The Effects of the Fiscal Cliff on Primary Care (cont)

In my last blog I spoke about the fact that we need to research that tells us what works and what does not, in other words what is "cost effective" in the primary care setting.  Medical homes need to be able to explore what services really do improve outcomes.  This information needs to be gathered, analyzed and best-practices standardized. 

Today I want to turn my attention to the impact that our poor fiscal management has and will have, not only on medical research, but also the impact it will have on our nation’s health.

Sequestration, the automatic spending cuts that will occur if the fiscal crisis is not averted, will take effect in January 2013 unless the fiscal cliff is averted. .  These cuts, amounting to about 600 billion in non-defense spending would reduce funding for research agencies by $3.9 billion in 2013 alone. The NIH alone stands to lose $2.5 B next year. 

Most of the funding in the budgets for the NIH, CDC, etc, is already tied up in funding current projects.  For example, if a project was originally funded for 5 years 4 years ago, continuing and finishing that project will obviously have a much higher priority than the funding of new research.

The affect is already happening. The potential cuts from the fiscal cliff have already had a significant impact on how research labs approach the grant application process. They will spend less time crafting grants and entertaining new avenues of research. Traditionally, some of the greatest innovations have come from newer researches with non-traditional approaches to health issues.  Labs that used to write four to six proposals a will decrease that number in favor of a fewer number of stronger proposals.  Researchers themselves are reported to be leaving the country in favor of less restrictive climates abroad. Medical school will have to slow research operations if it receives fewer grants.

The impact of such cuts, coming after almost a decade of stagnant funding levels – in reality funding decreases in most agencies with associated increase in administrative costs over the same period – would be devastating for biomedical research in America. The effects would lead to:

 

  • The loss of 33,000 NIH-funded

  • Elimination of NSF funding for more than 19,300 researchers, students and technical support personnel.

  • Elimination of 2,500 specialized disease detectives in state and local health departments funded by the CDC

  • The loss of $111 million in FDA user fees that is vital for its evaluation activities, delaying patient access to new medical treatments.

What is not so easy to calculate is the longer-term impact when promising young researchers leave science due to career insecurity, when great new ideas go unstudied, when fewer opportunities exist to capitalize on scientific and technical advances, and when new therapeutic ideas don’t get developed to the point where they can be tested in the clinic. The Federal Government provides about 60% of funding for clinical research. As Thomas Friedman points out in The World is Flat, investments in science and engineering have produced more than half of U.S. economic growth since WWII, with government funding fostering new knowledge, industrial innovation, and the training of future scientists and engineers.

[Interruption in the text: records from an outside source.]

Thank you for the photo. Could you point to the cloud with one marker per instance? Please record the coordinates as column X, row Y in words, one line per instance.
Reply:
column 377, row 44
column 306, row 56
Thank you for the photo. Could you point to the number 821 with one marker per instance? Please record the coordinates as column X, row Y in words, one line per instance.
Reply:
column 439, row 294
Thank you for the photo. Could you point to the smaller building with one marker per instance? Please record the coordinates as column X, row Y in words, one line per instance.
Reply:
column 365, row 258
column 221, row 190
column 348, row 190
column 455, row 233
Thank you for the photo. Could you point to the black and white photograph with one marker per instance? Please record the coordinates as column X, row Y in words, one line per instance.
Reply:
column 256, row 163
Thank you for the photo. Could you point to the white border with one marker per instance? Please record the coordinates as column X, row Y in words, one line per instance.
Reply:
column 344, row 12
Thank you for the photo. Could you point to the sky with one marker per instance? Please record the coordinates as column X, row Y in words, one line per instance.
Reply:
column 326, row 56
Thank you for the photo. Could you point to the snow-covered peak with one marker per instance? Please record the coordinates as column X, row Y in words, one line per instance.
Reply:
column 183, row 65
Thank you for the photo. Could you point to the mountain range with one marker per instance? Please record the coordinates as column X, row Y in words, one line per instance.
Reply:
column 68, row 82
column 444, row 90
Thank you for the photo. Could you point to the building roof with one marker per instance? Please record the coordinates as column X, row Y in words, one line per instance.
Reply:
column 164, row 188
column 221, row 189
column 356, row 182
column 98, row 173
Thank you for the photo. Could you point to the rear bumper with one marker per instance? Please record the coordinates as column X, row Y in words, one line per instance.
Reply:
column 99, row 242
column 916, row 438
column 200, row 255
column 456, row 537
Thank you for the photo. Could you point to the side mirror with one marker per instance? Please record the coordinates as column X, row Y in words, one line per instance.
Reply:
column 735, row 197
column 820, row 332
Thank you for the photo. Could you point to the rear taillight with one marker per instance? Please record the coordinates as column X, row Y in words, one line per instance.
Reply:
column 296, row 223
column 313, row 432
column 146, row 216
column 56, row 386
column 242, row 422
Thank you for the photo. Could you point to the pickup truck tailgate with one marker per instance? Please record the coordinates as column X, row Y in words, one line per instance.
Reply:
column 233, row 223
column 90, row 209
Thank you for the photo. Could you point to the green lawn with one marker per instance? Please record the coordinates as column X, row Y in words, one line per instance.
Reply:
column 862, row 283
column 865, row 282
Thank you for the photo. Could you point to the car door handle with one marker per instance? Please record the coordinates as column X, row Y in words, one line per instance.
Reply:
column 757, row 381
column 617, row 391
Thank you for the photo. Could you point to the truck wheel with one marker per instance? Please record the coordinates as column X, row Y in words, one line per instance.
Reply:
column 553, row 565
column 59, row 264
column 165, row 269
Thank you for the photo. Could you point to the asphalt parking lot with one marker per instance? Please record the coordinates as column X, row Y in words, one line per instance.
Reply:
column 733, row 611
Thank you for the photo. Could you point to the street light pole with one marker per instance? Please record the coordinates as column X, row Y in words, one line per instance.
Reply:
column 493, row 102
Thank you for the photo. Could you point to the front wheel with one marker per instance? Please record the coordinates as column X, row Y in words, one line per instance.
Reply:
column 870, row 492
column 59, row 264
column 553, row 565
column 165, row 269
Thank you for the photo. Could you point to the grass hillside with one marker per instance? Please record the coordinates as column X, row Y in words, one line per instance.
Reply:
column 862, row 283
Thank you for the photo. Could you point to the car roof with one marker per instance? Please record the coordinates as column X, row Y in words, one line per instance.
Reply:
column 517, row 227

All of this comes at a time when we have clearly tried to change the focus of primary care on the still, as yet, unproven model of Patient-Centered Medical Homes within the constraints of the ACA.  While the proposals sound good, there are real concerns as to whether the model will truly save money.  North Carolina has been down this road.  The conclusion:  No savings.[1] Clearly there are lessons to be learned her and we must devote some protracted research into whether the direction we have mandated to pursue will actually save money.

My contention remains that the best savings occur when a dedicated, well-trained primary doc sits in front of a motivated patient in the setting of mutual trust. 

We are so very fortunate to have this at PrimeCare of Novi.  But the cost has been significant, the regulations, onerous, and the future uncertain.  In the near future, I will talk about the results we are achieving and which are beginning to receive much more than local attention.